Salonlar yaptırdı diye, medya patronu adını koydunuz sağa sola, ama elinizdeki esas mirası pek koruyamadınız.

Yine de ne büyük teselli ki…

Kendisini koruyamayanları bile korudu tarihi bina.

Kimsenin canını yakmadı; kimseyi dumana, aleve boğmadı.

Kendi ateşiyle kavruldu…

Kendi tarihiyle direndi.

***

Oradan kimler gelip kimler geçtiydi…

Hepsi birer çocukken, ister ilk mektepte ister “yetiştirici”de, kıyıdan vapurlara seslenmiştir, “Kaptaaan, düdük” diye.

Demek ki artık hep “İtfaiyeee, siren” diye bağırma zamanı.

Herkese geçmiş olsun.

Küllerinden yeniden doğsun.

Gülden bir tarih olmuştu, tarihten bu kül oldu…

Sen yakmasan ben yakmasam… Nasıl çıkar oteller, AVM’ler, plazalar, şantiyeler, rantiyeler meydana, denmezse…

Belki bu külden yine bir gül olur.

Sen de kafana takma Sneijder…

Biz hem yakarız, hem yanarız, hem oynarız!

Üç puanlı sistemde her şey olabilir.

Küllere bile sıkı sıkı sarılmak lazım cancağzım!

Not: “Sneijder ne alaka” diyen “GS’liler” okuduğunu anlamamış olabilir de, görüntüye bakarlarsa, onu 10 milyon dolara getiren GS Başkanı’nın da “yangın yeri”ne koşup “Onarımı için elimizden geleni yaparız” dediğini duyacak.

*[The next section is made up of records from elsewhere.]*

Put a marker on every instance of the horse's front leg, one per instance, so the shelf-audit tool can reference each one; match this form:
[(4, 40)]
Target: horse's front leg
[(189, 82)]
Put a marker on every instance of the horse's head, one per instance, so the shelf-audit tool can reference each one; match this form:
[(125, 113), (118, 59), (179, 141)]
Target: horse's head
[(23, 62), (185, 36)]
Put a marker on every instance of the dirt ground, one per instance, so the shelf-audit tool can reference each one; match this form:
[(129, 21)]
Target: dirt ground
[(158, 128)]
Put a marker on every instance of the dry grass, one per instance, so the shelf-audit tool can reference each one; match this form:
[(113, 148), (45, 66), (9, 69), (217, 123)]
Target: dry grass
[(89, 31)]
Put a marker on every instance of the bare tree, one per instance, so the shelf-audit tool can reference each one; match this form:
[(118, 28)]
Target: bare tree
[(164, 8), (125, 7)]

Galatasaray Kulübü ile Galatasaray okulu, ne alaka ama! Sanırsın ki okul kulüpte kurulmuş. Şimdi sen, “Gül de ne ki” diye sorarsın. Okulun adı kulüple aynı diye yangına sevinene, sırıtana ise zaten gülün de külün de bir diyeceği olmaz!

Bak Zeynel, burası demokratik, sosyal bir hukuk devleti!

(Aşağıda Zeynel anlatıyor. Onu seri ölümlere, haksızlığa direnen bir tersane işçisi olarak biliyorum. Tersane sahibine göre, bozguncu! Sonra başka bir fabrika: Yine hak ararken, yine anarşik!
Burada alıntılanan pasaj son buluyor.